Enterrado vivo

Se cuenta que en la hacienda Sierra Hermosa en un área del interior de lo que era la casa grande de la hacienda se escuchan llantos de niño, como de ultratumba. Según se cree, son los llantos de un niño que fue asesinado por su tío y enterrado clandestinamente adentro de la vivienda.

Se dice que el llanto proviene el suelo, abajo del marco de una puerta entre un pasillo y el comedor. Cuentan que hace varios años, los inquilinos de la casa decidieron escarbar en ese punto no para buscar un tesoro, sino para tratar de encontrar los restos del niño y darle cristiana sepultura.

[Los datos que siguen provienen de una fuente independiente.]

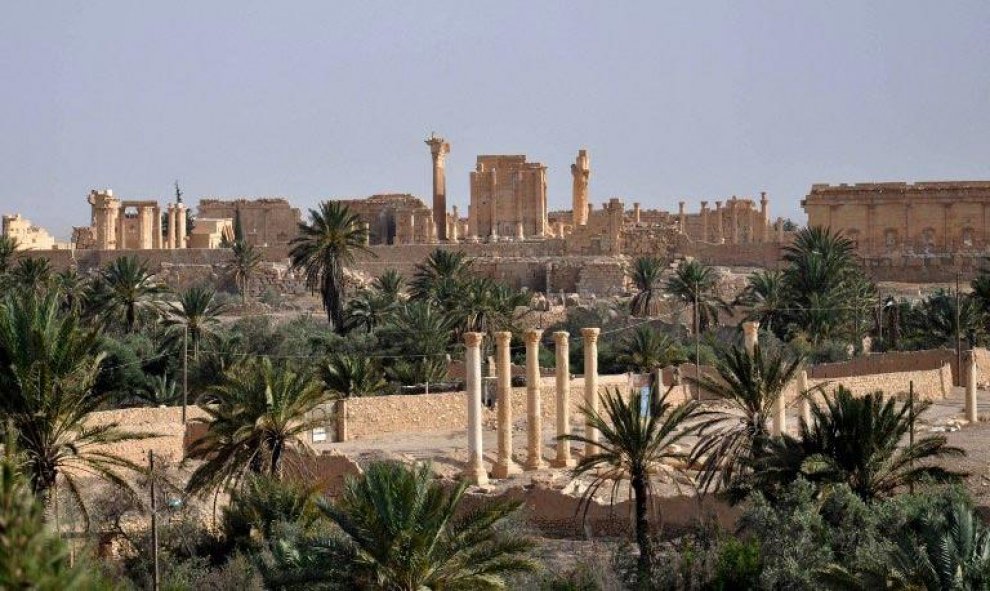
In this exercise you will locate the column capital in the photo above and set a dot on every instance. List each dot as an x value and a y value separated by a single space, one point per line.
473 339
590 334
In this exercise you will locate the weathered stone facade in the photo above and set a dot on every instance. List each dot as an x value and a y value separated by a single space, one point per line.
508 199
263 222
925 218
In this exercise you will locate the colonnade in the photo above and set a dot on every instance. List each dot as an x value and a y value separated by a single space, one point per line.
505 464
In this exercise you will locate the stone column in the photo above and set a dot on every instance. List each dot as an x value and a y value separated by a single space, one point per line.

Empezaron a escarbar y a menos de un metro de profundidad primero encontraron tubería, que es más reciente, y siguieron escarbando más abajo hasta que encontraron una piedra de cantera, tipo lápida. Todas las personas que estaban escarbando sintieron algo feo y decidieron ya no seguir.

Rociaron la lápida con mucha agua bendita y la volvieron a cubrirla. Los llantos siempre salen de ahí. Por pláticas se sabe que son los llantos de un niño pequeño que era el hijo de doña Manuela Moncada.

Ella había fallecido tiempo antes y su hijo quedó bajo la tutela de su tío Francisco. Este niño iba a ser el heredero de Sierra Hermosa y de otras que habían sido propiedad de doña Manuela. Francisco era entonces el albacea y administrador de todos los bienes de su difunta hermana, y sabía que su sobrino iba a heredar todo ésto.

Como el niño estaba indefenso, entonces lo desapareció, lo mató a él o lo mandó matar y parece que sí lo sepultaron ahí. Todo hubiera quedado como un misterio sin resolver, pero los llantos de ese niño delatan que sí hubo un asesinato.